When providing verbal praise, it is not only important to be specific, but also to convey sincerity and enthusiasm through your body language, which can make your words of praise more meaningful. Imagine working overtime to complete a report that is due to your supervisor at the end of the week. You give the file to your supervisor who simply says, “Thanks – good job.” You received verbal praise for your hard work, but imagine how much better it would have been if your supervisor had smiled, looked you in the eye, reached out to shake your hand, and enthusiastically said, “Hey, thanks for finishing this report! I appreciate the extra time you put in. You are such an asset to our organization.” In both scenarios, your supervisor used verbal praise to reward your hard work. But, which example is more likely to reinforce your behavior and make you want to get started on the next report? The difference between the two scenarios is that in the first one the supervisor used general praise, while in the second one s/he used behavior-specific praise. In the second example, the praise also incorporated pleasant body language, appropriate physical contact, and included a compliment.

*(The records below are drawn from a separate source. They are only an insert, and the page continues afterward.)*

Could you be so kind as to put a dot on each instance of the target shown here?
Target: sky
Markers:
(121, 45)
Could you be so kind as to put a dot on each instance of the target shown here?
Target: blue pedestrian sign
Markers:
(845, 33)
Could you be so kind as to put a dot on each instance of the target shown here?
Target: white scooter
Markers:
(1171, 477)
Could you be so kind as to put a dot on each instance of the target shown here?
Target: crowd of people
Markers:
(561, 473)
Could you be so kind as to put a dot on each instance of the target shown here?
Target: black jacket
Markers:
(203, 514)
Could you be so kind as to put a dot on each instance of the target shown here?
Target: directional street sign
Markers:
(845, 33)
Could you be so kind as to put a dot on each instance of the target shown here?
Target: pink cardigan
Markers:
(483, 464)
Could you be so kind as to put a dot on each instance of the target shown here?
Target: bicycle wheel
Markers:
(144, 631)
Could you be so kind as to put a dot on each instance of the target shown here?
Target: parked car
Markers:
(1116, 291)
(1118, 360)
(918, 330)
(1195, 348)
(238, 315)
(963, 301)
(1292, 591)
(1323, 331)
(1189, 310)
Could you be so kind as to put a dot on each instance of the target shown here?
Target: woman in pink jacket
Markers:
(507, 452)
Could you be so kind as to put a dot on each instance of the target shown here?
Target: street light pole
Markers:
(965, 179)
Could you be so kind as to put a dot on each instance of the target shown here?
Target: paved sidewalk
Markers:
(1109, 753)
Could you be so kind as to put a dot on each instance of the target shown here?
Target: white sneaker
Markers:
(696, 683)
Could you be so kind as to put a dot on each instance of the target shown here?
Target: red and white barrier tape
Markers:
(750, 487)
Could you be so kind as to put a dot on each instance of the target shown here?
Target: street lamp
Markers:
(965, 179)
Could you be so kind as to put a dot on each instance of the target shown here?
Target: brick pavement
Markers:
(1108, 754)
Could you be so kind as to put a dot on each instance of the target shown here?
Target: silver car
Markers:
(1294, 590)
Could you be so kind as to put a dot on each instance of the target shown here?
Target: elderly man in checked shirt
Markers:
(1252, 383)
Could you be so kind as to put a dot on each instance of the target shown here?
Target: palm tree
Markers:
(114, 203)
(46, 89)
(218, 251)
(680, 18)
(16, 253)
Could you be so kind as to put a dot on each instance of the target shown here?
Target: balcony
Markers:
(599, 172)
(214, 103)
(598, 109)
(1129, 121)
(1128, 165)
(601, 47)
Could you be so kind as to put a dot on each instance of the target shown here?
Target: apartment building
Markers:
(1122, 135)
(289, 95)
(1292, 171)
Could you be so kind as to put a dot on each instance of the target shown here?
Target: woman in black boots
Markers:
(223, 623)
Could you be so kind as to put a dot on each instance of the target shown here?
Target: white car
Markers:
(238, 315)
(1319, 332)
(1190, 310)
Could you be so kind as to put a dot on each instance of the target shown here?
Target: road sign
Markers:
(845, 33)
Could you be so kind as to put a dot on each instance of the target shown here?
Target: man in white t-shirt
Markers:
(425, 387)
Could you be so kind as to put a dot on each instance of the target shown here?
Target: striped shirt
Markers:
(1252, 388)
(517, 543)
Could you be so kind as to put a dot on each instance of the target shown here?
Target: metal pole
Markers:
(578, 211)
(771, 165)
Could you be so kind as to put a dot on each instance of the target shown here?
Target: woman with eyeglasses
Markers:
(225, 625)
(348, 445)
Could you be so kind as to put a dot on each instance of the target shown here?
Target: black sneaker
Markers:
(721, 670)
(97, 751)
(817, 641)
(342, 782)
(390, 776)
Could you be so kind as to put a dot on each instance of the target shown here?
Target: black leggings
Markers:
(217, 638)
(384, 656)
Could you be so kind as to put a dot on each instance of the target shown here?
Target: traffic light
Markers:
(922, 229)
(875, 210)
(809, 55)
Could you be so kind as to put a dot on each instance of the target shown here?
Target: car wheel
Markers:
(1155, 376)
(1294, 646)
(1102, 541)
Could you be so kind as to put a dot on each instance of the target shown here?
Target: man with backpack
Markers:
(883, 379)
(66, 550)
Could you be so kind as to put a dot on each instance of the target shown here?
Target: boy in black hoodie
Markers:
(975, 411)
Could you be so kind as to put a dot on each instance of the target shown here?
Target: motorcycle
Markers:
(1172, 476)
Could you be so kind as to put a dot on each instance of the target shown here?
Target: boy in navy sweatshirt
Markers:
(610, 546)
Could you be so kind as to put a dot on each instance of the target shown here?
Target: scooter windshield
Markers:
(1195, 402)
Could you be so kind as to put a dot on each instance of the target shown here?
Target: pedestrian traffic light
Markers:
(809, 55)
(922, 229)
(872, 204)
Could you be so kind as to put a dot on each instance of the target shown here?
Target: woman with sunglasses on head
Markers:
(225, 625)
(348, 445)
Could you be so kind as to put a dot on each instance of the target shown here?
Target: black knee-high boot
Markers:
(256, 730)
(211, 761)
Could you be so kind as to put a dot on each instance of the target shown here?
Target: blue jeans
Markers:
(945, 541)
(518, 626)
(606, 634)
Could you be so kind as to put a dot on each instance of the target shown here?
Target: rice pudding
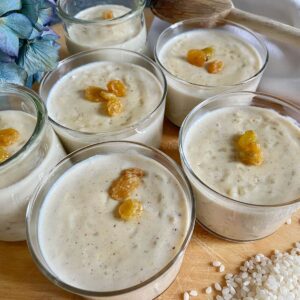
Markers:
(237, 52)
(98, 247)
(235, 198)
(20, 177)
(68, 106)
(107, 29)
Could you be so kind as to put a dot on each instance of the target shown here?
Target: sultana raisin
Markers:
(196, 57)
(117, 87)
(107, 96)
(94, 94)
(108, 15)
(133, 172)
(128, 182)
(209, 52)
(8, 136)
(215, 66)
(130, 209)
(249, 150)
(114, 107)
(248, 137)
(4, 155)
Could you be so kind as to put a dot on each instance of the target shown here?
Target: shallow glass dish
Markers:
(225, 217)
(149, 288)
(183, 96)
(147, 130)
(86, 30)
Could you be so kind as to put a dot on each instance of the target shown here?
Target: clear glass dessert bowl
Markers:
(224, 215)
(146, 288)
(184, 94)
(146, 129)
(38, 151)
(97, 24)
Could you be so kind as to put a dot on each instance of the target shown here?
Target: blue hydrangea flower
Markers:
(27, 46)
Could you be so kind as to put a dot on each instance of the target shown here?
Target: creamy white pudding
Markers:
(242, 55)
(275, 181)
(241, 60)
(20, 177)
(235, 199)
(68, 106)
(93, 249)
(129, 34)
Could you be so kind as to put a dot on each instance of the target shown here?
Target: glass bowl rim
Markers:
(125, 131)
(181, 250)
(190, 171)
(41, 117)
(222, 21)
(132, 13)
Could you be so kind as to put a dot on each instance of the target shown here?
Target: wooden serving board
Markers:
(21, 280)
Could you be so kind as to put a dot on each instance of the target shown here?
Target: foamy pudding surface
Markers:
(22, 122)
(68, 107)
(211, 154)
(241, 60)
(94, 249)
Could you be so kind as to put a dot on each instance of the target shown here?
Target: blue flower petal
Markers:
(30, 8)
(38, 56)
(9, 42)
(18, 23)
(9, 5)
(45, 14)
(49, 35)
(10, 72)
(5, 58)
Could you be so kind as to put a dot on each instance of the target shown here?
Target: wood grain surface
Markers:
(21, 280)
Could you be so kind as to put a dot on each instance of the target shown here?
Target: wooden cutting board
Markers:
(21, 280)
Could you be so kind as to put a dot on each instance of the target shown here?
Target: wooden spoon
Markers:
(213, 10)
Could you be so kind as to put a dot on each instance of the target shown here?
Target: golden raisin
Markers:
(93, 93)
(215, 66)
(8, 136)
(107, 15)
(209, 52)
(117, 87)
(108, 96)
(4, 155)
(122, 187)
(114, 107)
(249, 150)
(196, 57)
(130, 209)
(248, 137)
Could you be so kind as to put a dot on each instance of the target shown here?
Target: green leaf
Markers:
(10, 72)
(9, 5)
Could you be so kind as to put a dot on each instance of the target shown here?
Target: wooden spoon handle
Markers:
(268, 27)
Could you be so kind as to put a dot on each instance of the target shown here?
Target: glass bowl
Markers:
(147, 289)
(228, 218)
(147, 130)
(21, 173)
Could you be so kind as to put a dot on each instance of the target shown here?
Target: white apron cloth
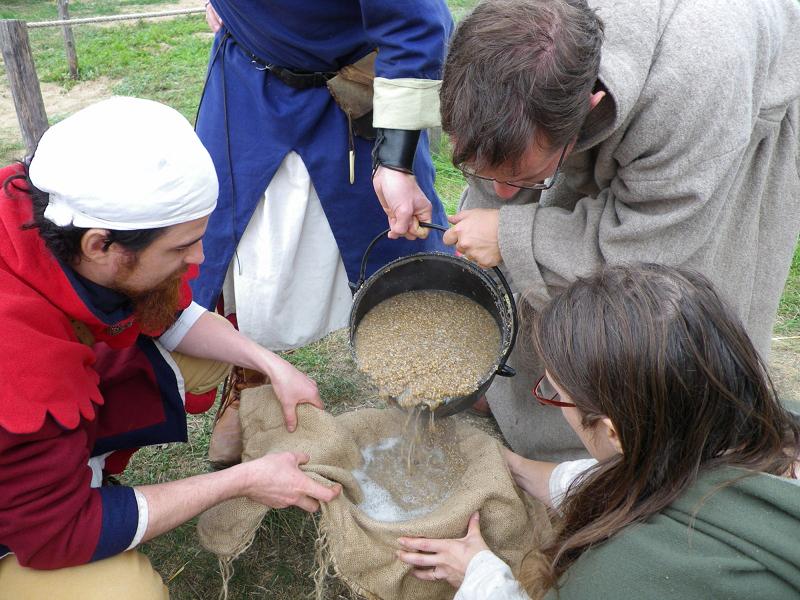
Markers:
(287, 283)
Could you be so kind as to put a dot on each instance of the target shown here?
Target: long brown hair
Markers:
(655, 350)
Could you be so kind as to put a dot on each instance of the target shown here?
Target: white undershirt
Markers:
(287, 283)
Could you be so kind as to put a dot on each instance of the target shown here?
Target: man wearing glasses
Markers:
(664, 131)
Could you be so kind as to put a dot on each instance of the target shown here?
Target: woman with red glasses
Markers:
(692, 492)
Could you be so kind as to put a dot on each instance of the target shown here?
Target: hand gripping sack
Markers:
(360, 549)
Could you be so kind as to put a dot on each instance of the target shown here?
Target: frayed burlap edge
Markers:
(326, 566)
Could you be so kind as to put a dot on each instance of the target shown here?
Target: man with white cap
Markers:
(101, 348)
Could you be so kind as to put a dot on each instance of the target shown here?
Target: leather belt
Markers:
(297, 79)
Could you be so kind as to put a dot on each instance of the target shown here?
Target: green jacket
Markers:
(742, 541)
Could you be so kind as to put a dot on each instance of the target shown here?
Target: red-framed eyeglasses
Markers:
(552, 400)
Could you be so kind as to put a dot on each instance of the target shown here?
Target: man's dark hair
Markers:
(65, 242)
(519, 71)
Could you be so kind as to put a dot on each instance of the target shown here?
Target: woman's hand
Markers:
(443, 559)
(533, 476)
(292, 387)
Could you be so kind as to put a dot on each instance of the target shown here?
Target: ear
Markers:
(611, 434)
(94, 246)
(594, 99)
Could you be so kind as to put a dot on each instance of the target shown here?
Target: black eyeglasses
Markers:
(523, 185)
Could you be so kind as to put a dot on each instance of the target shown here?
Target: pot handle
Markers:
(503, 369)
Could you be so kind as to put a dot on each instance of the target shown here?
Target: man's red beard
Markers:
(155, 309)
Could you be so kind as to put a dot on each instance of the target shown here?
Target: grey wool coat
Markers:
(691, 159)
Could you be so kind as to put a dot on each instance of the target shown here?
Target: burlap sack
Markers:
(361, 549)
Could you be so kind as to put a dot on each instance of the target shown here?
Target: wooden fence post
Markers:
(23, 81)
(69, 40)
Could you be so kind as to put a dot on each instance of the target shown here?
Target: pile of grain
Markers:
(424, 347)
(409, 475)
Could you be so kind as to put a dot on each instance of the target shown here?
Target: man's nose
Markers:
(505, 191)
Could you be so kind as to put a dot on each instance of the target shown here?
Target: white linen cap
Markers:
(124, 164)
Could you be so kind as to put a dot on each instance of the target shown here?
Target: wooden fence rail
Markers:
(21, 70)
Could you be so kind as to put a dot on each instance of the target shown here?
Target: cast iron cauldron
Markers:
(439, 271)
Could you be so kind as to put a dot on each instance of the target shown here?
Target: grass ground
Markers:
(165, 60)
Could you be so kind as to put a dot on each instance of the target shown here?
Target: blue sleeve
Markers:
(411, 37)
(120, 521)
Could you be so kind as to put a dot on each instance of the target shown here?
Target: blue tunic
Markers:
(249, 119)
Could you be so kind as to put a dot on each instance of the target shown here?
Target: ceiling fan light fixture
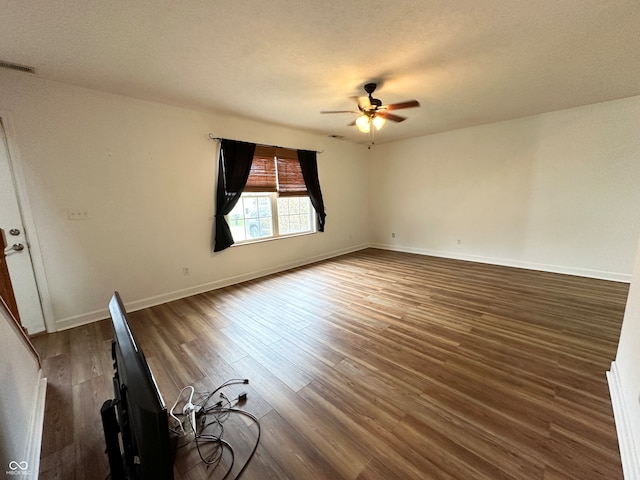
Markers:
(378, 122)
(363, 124)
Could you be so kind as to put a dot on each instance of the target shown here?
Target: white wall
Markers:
(556, 192)
(145, 173)
(624, 380)
(21, 402)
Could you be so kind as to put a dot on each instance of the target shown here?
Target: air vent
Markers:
(15, 66)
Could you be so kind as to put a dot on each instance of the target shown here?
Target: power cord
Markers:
(220, 411)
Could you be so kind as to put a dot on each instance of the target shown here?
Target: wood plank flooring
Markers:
(372, 366)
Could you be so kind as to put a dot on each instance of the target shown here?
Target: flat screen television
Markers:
(136, 428)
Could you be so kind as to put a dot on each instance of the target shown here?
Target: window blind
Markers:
(276, 170)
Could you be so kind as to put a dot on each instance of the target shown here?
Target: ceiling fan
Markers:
(373, 112)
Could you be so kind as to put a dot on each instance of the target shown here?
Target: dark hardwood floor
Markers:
(372, 366)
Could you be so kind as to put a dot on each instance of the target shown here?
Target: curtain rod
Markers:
(260, 144)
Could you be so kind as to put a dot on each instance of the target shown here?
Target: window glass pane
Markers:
(294, 215)
(236, 221)
(253, 217)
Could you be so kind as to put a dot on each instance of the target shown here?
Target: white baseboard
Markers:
(580, 272)
(35, 432)
(132, 306)
(628, 451)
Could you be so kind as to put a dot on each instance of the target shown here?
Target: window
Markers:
(275, 202)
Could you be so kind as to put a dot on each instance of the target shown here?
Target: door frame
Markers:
(20, 184)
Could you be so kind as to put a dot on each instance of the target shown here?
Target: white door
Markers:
(18, 258)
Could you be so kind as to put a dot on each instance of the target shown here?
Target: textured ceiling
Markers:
(467, 62)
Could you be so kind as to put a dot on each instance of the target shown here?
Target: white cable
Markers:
(184, 409)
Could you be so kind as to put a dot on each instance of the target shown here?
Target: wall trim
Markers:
(36, 423)
(628, 451)
(562, 269)
(132, 306)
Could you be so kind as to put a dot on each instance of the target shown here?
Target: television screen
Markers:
(145, 444)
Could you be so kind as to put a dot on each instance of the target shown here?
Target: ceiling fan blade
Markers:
(339, 111)
(407, 104)
(390, 116)
(364, 103)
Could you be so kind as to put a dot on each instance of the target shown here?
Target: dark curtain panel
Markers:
(234, 165)
(309, 167)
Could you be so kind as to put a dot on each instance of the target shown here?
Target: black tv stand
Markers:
(111, 434)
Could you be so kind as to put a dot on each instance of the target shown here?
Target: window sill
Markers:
(270, 239)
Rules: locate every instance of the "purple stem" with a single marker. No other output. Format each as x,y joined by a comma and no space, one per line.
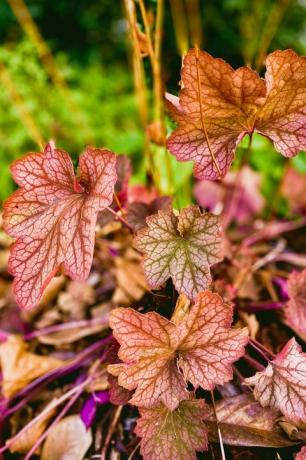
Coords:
66,326
55,421
30,390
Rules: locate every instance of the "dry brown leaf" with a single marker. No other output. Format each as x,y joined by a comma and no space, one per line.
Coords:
19,366
68,440
243,422
131,282
28,438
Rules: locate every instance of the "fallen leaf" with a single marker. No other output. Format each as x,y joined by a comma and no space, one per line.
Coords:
19,366
282,384
302,454
67,440
24,442
295,312
244,422
218,106
53,216
172,435
160,357
182,248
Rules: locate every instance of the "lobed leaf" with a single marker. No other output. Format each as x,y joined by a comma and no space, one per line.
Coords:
160,357
218,106
174,434
282,384
53,216
295,312
182,248
244,422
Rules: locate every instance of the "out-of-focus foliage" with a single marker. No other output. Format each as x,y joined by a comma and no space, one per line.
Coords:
104,97
90,43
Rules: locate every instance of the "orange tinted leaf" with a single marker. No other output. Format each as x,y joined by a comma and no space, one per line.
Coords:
172,435
160,357
295,312
283,116
283,383
216,109
244,422
182,248
53,216
218,106
302,454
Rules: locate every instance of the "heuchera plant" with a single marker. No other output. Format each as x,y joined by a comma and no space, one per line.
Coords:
164,363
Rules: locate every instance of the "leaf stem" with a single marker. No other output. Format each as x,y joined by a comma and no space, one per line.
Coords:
122,220
202,114
263,348
219,431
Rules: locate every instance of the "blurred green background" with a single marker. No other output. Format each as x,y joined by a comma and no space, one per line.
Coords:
90,98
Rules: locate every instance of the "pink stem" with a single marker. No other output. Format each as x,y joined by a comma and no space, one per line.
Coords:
121,219
66,326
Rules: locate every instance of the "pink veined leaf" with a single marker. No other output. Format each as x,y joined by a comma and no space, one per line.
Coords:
295,312
218,106
138,211
160,357
239,201
302,454
53,216
282,384
173,435
182,248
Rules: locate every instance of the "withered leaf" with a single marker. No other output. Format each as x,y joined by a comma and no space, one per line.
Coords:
218,106
53,216
244,422
182,248
160,357
67,440
172,435
282,384
19,366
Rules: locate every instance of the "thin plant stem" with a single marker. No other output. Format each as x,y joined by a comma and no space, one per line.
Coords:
111,432
47,409
25,116
66,326
218,427
29,26
62,413
234,200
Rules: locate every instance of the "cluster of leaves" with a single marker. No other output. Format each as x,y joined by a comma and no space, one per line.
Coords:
164,363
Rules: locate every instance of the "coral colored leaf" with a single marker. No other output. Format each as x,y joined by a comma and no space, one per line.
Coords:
138,211
53,216
283,383
282,118
218,106
237,197
302,454
182,247
160,357
244,422
172,435
295,312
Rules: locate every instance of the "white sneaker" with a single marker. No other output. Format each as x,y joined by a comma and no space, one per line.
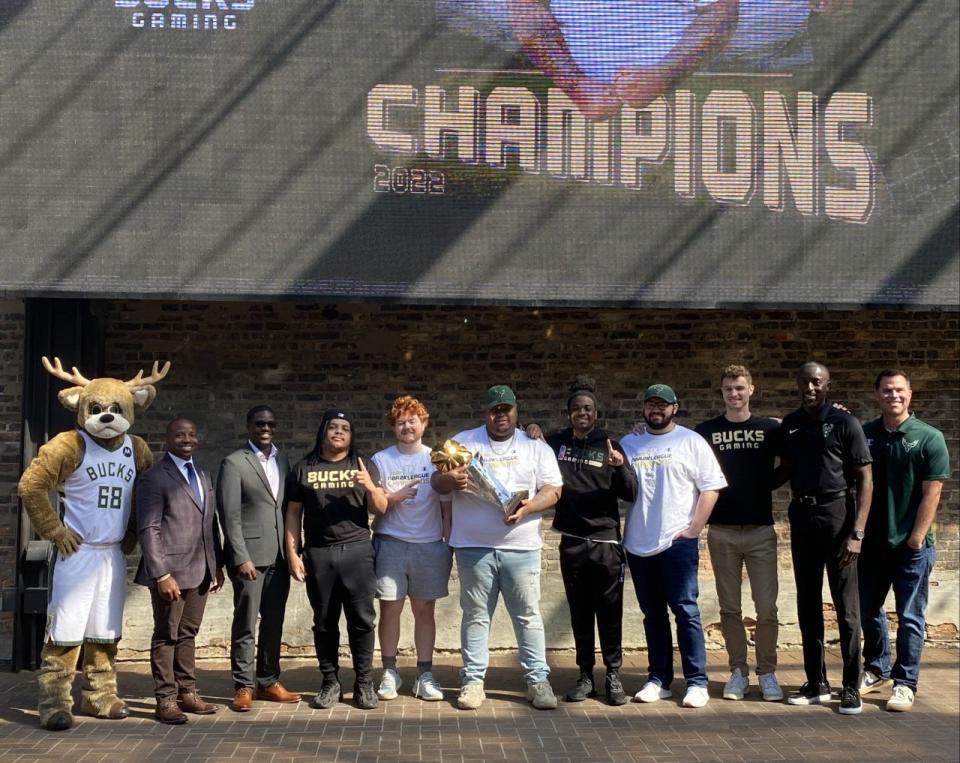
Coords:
737,686
389,684
471,696
770,688
871,681
696,696
426,688
651,692
901,700
540,695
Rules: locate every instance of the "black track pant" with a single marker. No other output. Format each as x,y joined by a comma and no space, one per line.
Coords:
817,536
342,579
593,579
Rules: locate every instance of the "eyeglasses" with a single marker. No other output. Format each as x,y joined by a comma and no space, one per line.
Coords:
659,405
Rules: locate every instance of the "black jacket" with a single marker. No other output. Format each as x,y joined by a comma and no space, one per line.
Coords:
588,506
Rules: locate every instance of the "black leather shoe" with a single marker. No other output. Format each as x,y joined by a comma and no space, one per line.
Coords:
329,695
582,689
614,689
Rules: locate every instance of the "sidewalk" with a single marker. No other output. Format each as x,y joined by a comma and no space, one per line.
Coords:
506,728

Whether you are giving general or behavior-specific praise, it is important to remember that reinforcement should be provided immediately after the good behavior has been exhibited. Waiting too long may decrease the power of the reward and may also inadvertently reinforce some unexpected or unwanted behavior exhibited some time after the good behavior, but before you provided the reinforcement. It is also important to remember to alternate your words of praise, as the same words may lose their impact over time. You can also provide tangible items, such as food and toys, and appropriate physical contact, such as a light pat on the shoulder, a high five, or a handshake, along with verbal praise. These additions enhance the reinforcement provided, particularly for individuals with special needs. You may, however, want to gradually reduce the frequency of these extra physical reinforcers so the individual does not come to rely on them.
Verbal praise is a great way to show someone you are pleased with his or her performance. While general praise is good, behavior-specific praise goes one step further, identifying exactly which behavior pleases you. When you offer behavior-specific praise, you are giving the individual positive attention and highlighting his or her good behavior. Your enthusiasm and sincerity enhance this type of reinforcement and show people that not only are you are paying attention to them, but you also appreciate what they are doing.